Greg, I am a little confused about the CHT community being the place to build the design community… it may be, but it traditionally has not focused on exactly the same use cases as OpenMRS. There clearly is some overlap, and it might be that extending the design community needs not only to go beyond the EHR platform specificity, but also mobile platform specificity too. In the past, OpenROSA was the attempt to bring together the mHealth platforms in a collaboration, but I don’t think it really went far. There is as much, or perhaps even more, competition among the mHealth organizations as the EHR platforms. In many respects, I think it makes more sense to try to standardize the centralized representation/platform and allow an ecosystem of mobile platforms to co-exist than the other way around. No negative commentary on Medic Mobile intended! Just want to make sure that we have the historical perspective. I am excited about the opportunity for collaboration regardless of the focal point.
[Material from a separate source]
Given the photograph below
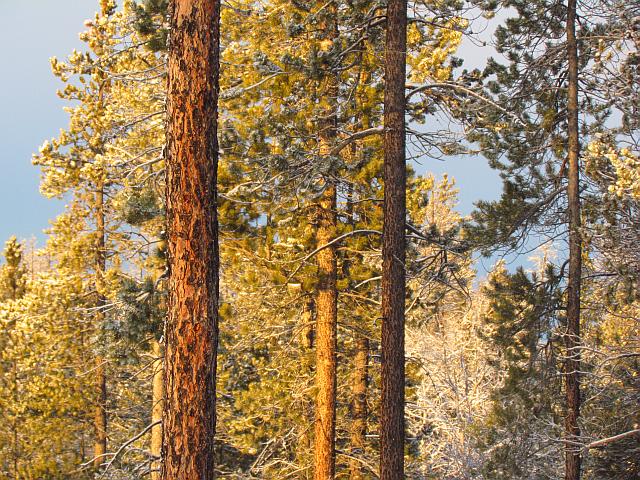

@akanter, thanks for sharing the historical perspective! There’s always so much to be gained by exchanging knowledge and learning from those working on the same issues. I can see where the interest in a design community is coming from.

During sessions in Nairobi and other conversations, I heard many BAs and designers ask “how can we better integrate design into our process here in the OpenMRS community?” - where many developers and implementers have a strong presence. This is an excellent question - and raises additional questions, such as:

  • How can we create and organize a more distinct space within our community specifically for BAs and designers that responds to their interests and needs?
  • How can we then leverage our shared spaces to create greater engagement, connection, and collaboration between our designers, users, developers, and implementers?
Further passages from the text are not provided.